In the US, the latest ISM services data suggested the economy is still strong enough to warrant more aggressive hikes.
Indeed, it is the Fed continuing to press ahead with its aggressive rate hikes, which is providing te main source of pressure on global risk assets. Bets that the Fed would deliver a hattrick of rate increases in September rose sharply after the Fed Chair Jerome Powell spoke at the Jackson Hole Symposium a couple of weeks ago. Hawkish rhetoric from the ECB has also increased as Europe struggles with an energy crunch and record inflation. In August, Eurozone inflation hit a record 9.1% and Germany saw its inflation rise to its highest level in more than 40 years. Several ECB policymakers have called for the central bank to up the pace of its rate increases from an initial 50 basis point rise in July to a three-quarter point increase at tomorrow’s meeting.
Also not helping is the fact we are in a bear market, where traders are happy to sell into the rallies than buy the dips.
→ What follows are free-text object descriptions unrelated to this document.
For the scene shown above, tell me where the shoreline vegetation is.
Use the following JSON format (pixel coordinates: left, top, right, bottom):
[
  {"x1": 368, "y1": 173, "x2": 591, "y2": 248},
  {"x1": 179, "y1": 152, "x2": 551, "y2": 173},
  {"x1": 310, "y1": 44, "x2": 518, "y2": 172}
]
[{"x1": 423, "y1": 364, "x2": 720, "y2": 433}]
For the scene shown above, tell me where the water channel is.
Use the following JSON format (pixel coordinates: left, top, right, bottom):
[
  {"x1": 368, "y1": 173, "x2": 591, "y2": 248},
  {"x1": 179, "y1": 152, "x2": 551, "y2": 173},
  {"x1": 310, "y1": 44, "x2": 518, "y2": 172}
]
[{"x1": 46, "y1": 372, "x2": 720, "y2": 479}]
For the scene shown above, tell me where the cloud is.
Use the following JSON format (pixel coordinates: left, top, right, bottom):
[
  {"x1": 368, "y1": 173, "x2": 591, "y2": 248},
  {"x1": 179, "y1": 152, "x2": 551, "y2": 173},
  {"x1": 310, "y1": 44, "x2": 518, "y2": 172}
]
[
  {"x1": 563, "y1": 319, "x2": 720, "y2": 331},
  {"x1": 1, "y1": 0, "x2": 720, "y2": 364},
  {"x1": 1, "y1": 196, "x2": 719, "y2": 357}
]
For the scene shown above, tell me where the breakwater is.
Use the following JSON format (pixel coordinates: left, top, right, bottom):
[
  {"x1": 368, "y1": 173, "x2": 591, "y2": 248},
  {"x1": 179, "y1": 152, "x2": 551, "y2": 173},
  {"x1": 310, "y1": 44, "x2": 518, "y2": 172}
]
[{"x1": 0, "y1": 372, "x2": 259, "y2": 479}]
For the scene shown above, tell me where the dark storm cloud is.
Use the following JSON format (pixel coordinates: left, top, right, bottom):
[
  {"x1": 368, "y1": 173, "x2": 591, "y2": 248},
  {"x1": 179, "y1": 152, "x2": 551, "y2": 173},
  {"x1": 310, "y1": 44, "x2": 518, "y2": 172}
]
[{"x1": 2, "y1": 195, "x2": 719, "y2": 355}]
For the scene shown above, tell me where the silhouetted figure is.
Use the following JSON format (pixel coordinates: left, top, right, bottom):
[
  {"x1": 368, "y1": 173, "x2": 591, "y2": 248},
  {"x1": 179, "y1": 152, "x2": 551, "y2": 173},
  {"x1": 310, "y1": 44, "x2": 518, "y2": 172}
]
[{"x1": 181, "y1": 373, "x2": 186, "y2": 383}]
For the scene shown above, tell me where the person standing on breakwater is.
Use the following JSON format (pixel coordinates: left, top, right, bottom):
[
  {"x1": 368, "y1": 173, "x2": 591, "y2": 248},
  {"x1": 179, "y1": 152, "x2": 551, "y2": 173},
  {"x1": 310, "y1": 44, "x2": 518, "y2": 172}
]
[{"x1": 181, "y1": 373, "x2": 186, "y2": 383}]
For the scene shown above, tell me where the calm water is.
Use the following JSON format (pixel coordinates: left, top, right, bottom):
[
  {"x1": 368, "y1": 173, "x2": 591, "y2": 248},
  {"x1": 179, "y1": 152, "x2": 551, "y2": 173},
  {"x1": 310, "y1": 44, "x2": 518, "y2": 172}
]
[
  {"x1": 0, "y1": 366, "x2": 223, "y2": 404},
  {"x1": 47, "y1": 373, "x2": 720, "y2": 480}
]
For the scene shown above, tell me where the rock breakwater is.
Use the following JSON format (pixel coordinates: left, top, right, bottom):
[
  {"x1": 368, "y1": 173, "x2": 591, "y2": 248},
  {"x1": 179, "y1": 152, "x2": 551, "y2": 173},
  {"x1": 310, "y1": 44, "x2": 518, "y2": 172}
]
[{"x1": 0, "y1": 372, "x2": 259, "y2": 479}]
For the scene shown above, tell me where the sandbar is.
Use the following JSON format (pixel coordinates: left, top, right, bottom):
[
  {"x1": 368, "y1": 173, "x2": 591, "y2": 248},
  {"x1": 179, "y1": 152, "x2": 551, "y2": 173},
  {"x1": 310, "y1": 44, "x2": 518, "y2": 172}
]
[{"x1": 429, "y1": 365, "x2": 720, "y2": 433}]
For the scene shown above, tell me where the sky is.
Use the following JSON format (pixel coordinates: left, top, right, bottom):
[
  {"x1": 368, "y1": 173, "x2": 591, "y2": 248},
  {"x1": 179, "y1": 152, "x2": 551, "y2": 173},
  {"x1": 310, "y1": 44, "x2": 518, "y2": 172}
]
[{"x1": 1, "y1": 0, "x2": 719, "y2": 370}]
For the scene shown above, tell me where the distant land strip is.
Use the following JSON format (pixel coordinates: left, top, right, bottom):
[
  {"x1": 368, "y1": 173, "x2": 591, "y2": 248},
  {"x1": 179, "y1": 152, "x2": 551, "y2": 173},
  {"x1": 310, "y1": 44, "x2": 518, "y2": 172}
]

Following Tuesday’s selling, the Nasdaq closed below the 61.8% Fibonacci retracement against the rally that started in June. Support around 12050 was also broken. The path of least resistance thus remains to the downside.
From here, we could see the Nasdaq start to break below the 12K mark and descend towards 11610, the 78.6% Fibonacci level. While we are a fair bit away from the June low (11036), I wouldn’t rule out the possibility that we might revisit that level in the next couple of weeks.
At this stage, there are not many technical or indeed fundamental signs to appease the bulls. So, expect more losses for equity markets.